Compare Traditional IRAs and Roth IRAs.

Individual retirement accounts (IRAs) are investment accounts specifically set up to save for retirement by offering significant tax advantages. It’s never too late, or too little, to start saving for your financial future. Compare below which IRA option may be right for you.

Traditional IRA

With a traditional IRA, your contributions are tax-deductible, meaning you won’t pay taxes on your money until retirement. If you expect your tax rate during retirement to be lower than it is today, or if you want to reduce taxable income now, this option may be a better fit for you.

Account Summary

  • Consult your tax advisor for your individual maximum annual contribution amount, providing you are under 70½ years old and have earned income.
  • Contributions may be tax-deductible if you meet certain conditions1
  • Funds can be withdrawn without penalty once you reach the age of 59 1/2, or before that subject to a 10 percent penalty unless exceptions apply2
  • Distributions must begin by April 1st of the year following the year you reach age 70½
  • Anyone under 70½ who has earned income is eligible
  • Traditional IRAs can generally be converted to Roth IRAs, although tax consequences may apply1

Roth IRA

With a Roth IRA, your contributions are taxed up front, meaning you won’t pay taxes on your money when making qualified distributions during retirement.

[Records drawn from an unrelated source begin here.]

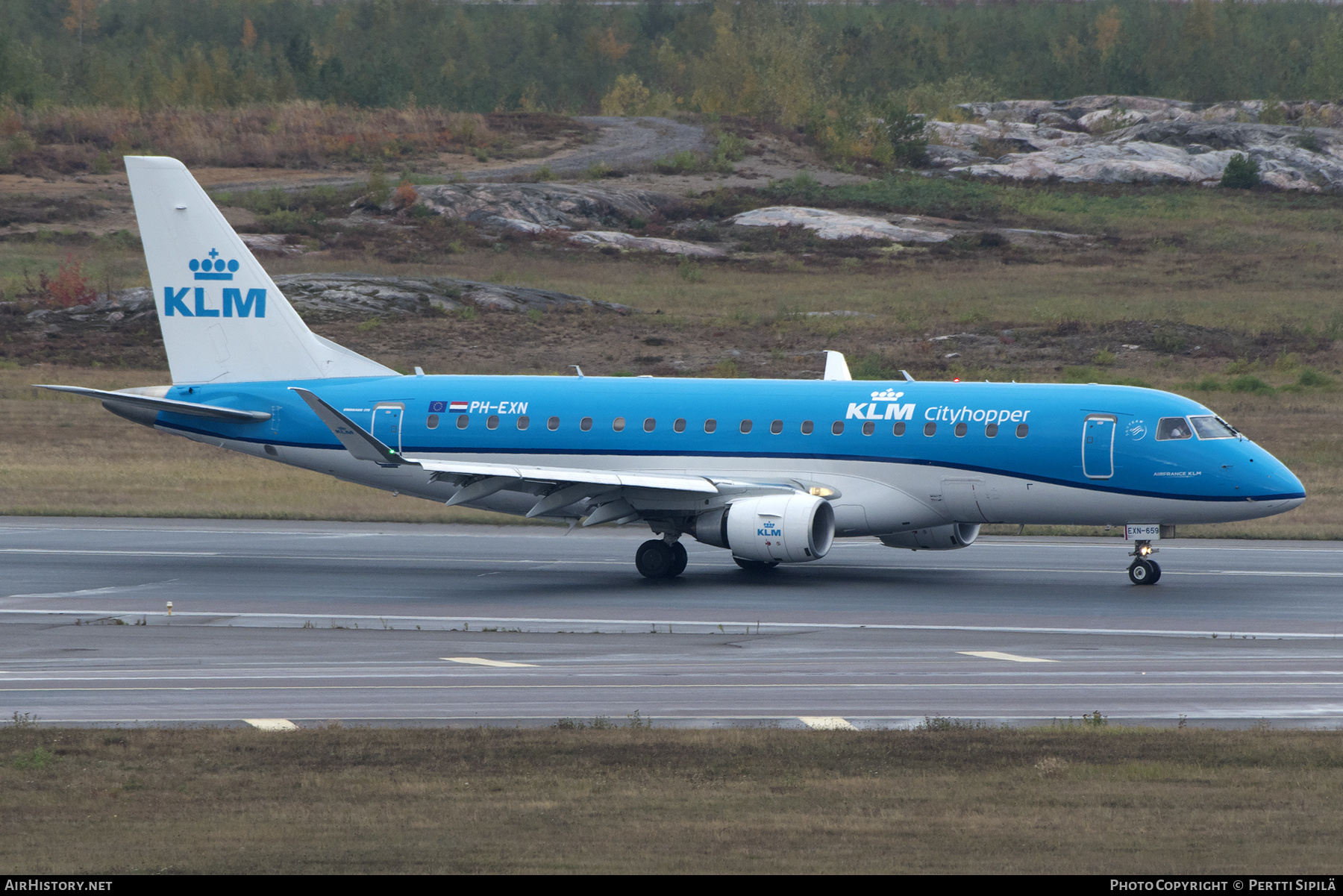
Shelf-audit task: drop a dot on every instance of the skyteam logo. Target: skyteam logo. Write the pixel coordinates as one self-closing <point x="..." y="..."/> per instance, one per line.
<point x="872" y="411"/>
<point x="231" y="300"/>
<point x="214" y="268"/>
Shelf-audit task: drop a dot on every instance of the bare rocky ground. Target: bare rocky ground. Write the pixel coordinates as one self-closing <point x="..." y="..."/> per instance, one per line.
<point x="456" y="325"/>
<point x="450" y="325"/>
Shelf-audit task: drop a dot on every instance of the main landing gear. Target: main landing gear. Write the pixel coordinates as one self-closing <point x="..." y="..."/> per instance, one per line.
<point x="1143" y="571"/>
<point x="660" y="559"/>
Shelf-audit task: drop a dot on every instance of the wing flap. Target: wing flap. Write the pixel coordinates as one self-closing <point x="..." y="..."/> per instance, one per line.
<point x="168" y="404"/>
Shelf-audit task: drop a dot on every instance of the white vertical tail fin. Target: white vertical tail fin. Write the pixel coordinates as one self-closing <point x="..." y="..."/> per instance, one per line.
<point x="222" y="316"/>
<point x="837" y="369"/>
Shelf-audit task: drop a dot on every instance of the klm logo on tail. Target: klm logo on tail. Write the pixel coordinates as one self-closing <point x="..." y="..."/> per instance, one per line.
<point x="214" y="268"/>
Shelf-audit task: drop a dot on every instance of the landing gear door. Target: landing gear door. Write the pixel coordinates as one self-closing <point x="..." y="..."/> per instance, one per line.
<point x="387" y="424"/>
<point x="1099" y="446"/>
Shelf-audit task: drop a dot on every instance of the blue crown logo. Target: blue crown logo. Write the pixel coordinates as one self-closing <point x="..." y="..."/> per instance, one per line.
<point x="214" y="268"/>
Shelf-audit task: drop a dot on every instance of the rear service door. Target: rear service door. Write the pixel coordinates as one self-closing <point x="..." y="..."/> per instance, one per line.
<point x="387" y="424"/>
<point x="1099" y="446"/>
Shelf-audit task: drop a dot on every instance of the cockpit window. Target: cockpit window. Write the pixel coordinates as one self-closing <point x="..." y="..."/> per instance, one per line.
<point x="1173" y="427"/>
<point x="1213" y="427"/>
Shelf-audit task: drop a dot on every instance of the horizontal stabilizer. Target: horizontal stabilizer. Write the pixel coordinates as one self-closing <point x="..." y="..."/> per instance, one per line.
<point x="164" y="404"/>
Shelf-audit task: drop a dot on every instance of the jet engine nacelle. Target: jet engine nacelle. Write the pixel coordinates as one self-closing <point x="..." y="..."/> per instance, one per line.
<point x="939" y="538"/>
<point x="777" y="528"/>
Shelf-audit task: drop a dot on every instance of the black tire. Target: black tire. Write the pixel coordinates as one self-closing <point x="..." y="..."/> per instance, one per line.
<point x="678" y="559"/>
<point x="656" y="559"/>
<point x="1142" y="572"/>
<point x="755" y="566"/>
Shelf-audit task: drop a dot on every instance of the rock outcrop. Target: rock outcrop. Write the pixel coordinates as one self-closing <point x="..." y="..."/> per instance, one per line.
<point x="645" y="243"/>
<point x="535" y="207"/>
<point x="900" y="229"/>
<point x="832" y="225"/>
<point x="1143" y="140"/>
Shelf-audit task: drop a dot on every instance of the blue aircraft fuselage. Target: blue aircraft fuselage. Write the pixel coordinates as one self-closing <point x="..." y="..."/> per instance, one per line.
<point x="1086" y="445"/>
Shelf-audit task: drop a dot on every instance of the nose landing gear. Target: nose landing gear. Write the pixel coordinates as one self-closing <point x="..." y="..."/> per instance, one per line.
<point x="660" y="559"/>
<point x="1143" y="571"/>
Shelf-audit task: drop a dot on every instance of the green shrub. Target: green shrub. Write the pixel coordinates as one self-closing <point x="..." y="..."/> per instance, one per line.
<point x="906" y="132"/>
<point x="1168" y="343"/>
<point x="1242" y="172"/>
<point x="1252" y="384"/>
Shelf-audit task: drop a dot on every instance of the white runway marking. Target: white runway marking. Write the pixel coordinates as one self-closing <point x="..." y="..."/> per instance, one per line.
<point x="129" y="554"/>
<point x="754" y="626"/>
<point x="995" y="654"/>
<point x="826" y="723"/>
<point x="478" y="661"/>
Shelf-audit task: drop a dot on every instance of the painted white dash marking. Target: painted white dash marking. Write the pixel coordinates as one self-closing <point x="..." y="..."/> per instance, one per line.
<point x="1010" y="657"/>
<point x="478" y="661"/>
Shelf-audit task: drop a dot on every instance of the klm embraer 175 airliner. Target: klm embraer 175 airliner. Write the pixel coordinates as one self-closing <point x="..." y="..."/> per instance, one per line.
<point x="771" y="471"/>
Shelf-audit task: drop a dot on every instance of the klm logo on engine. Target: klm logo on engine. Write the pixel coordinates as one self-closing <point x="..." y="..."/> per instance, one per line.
<point x="203" y="304"/>
<point x="873" y="411"/>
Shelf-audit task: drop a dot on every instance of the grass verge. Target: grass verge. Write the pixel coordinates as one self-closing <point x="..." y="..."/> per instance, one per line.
<point x="627" y="800"/>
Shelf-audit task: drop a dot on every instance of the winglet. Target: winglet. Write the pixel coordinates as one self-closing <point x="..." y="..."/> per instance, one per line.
<point x="356" y="439"/>
<point x="837" y="369"/>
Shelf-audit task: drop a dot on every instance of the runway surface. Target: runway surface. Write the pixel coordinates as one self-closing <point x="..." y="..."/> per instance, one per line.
<point x="391" y="624"/>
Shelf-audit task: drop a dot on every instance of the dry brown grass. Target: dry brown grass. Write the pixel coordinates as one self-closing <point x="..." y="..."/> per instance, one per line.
<point x="295" y="134"/>
<point x="443" y="801"/>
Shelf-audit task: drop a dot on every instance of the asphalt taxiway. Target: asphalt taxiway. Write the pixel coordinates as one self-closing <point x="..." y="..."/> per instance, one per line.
<point x="387" y="624"/>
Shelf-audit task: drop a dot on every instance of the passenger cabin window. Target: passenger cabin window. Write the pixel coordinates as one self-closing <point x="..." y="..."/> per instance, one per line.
<point x="1173" y="427"/>
<point x="1213" y="427"/>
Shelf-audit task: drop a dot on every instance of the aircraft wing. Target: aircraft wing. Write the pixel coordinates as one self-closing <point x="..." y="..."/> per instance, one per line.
<point x="607" y="493"/>
<point x="164" y="404"/>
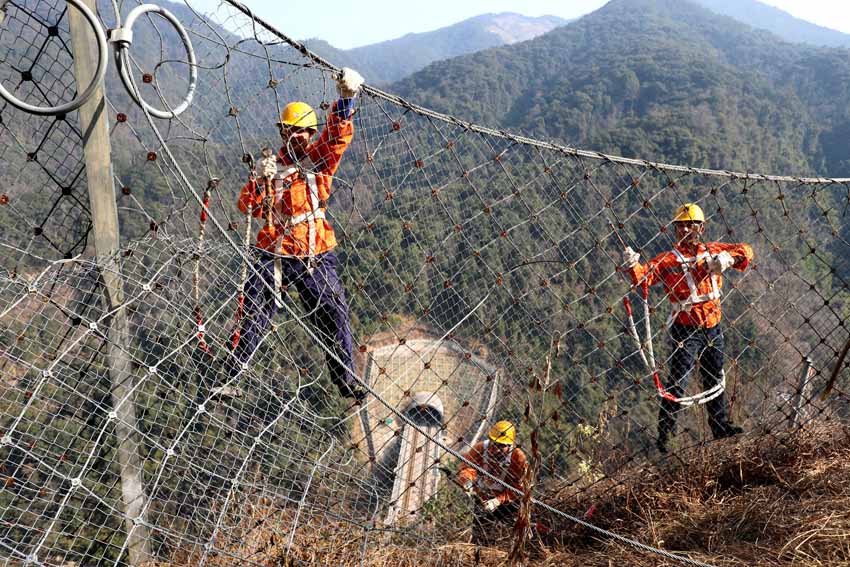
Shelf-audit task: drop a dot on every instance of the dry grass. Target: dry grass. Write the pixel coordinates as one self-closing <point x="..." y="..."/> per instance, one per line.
<point x="760" y="502"/>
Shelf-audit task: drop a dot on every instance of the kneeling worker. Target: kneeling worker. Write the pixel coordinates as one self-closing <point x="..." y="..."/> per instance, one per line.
<point x="500" y="457"/>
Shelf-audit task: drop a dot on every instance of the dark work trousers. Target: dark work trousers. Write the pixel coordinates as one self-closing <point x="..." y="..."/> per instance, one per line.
<point x="323" y="298"/>
<point x="485" y="525"/>
<point x="689" y="344"/>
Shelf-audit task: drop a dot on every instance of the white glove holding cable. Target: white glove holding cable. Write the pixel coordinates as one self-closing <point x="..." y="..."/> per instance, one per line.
<point x="492" y="504"/>
<point x="349" y="82"/>
<point x="720" y="263"/>
<point x="268" y="165"/>
<point x="630" y="257"/>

If you expect to have a higher tax rate at retirement, or if your current tax rate is low, this option may be a better fit for you.

Account Summary

  • Consult your tax advisor for your individual maximum annual contribution amount providing you have earned income.
  • Contributions are not tax-deductible1
  • Funds can be withdrawn without penalty once you reach the age of 59½, or before that subject to a 10 percent penalty unless exceptions apply2
  • No requirement to take a minimum distribution at age 70½
  • Roth IRAs cannot be converted to Traditional IRAs1

1 Certain qualifications apply. Consult your tax advisor for more information.

2 Exceptions allowing for non-penalty early withdrawals include disability, qualifying medical expenses (under certain conditions), qualifying education expenses, unemployment (under certain conditions), qualifying first home purchase, and death.